コラム 2025.06.09

スポーツ管理栄養士・テジンが伝授する「食べる戦略」その1『成長期のスポーツ選手はもりもり食べよう!』

一般競技者からトップアスリートまで、さまざまな選手や一般の人の“食”を指導する管理栄養士・健康運動指導士のTejin(テジン)先生による、食の正しい情報を、本企画では連載でお届けします。

成長期のスポーツ選手が疲労骨折する理由は?

 先日、高校の部活動で陸上競技をやっているお子さんのお母さんから「食事のバランスはかなり気をつけているんですが、息子が疲労骨折をしてしまった」といわれました。実は最近、こういう成長期のスポーツ選手の疲労骨折の悩み相談が増えています。

 そのお母さんに詳しく話を聞けば、普段から骨を丈夫にするというカルシウムやビタミン、ミネラル、さらにタンパク質といった栄養に気をつけて、食事を作っているというのですが、それでも疲労骨折を繰り返してしまう……

 その背景には、ズバリ「エネルギー不足」があると考えられます。

 特に、「利用可能エネルギー」(Available Energy)が足りないと、骨や筋肉、ホルモンの発達がストップしてしまうのです。

「利用可能エネルギー(Available Energy)」とは、身体機能を維持し、活動するために利用できるエネルギーのこと。食事から摂取するエネルギーから、運動で消費されるエネルギーを差し引いた値が利用可能エネルギーです。

成長期のスポーツ選手の食事量は2人分!?

 スポーツを毎日行うような人は、一般の人より活動量が圧倒的に多いため、必要な摂取エネルギー量も多くなります。

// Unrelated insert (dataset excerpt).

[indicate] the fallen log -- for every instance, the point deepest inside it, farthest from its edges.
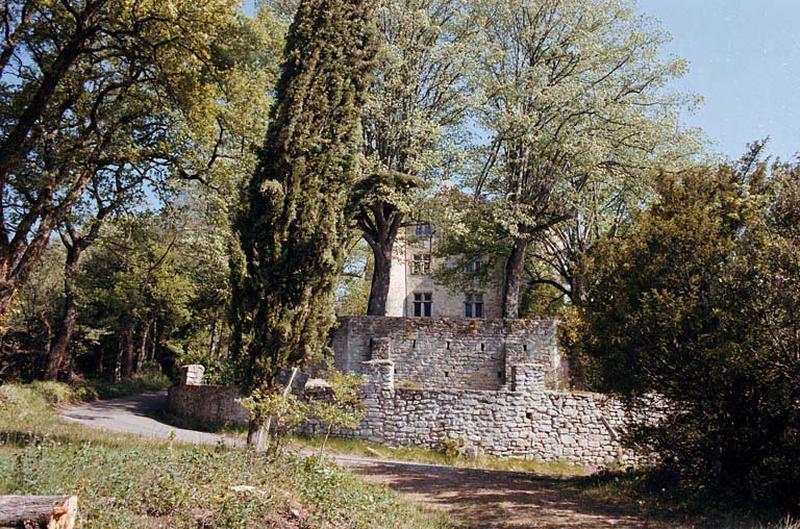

さらに、小中高生のような成長期の子どもは、骨や筋肉の「成長分」のエネルギー量も必要です。つまり、成長期のスポーツ選手は「運動のためのエネルギー」+「成長のためのエネルギー」が必要であり、骨を丈夫にする栄養のカルシウム等も大切なのですが、そもそもトータルのエネルギー摂取量を増やすことが重要なのです。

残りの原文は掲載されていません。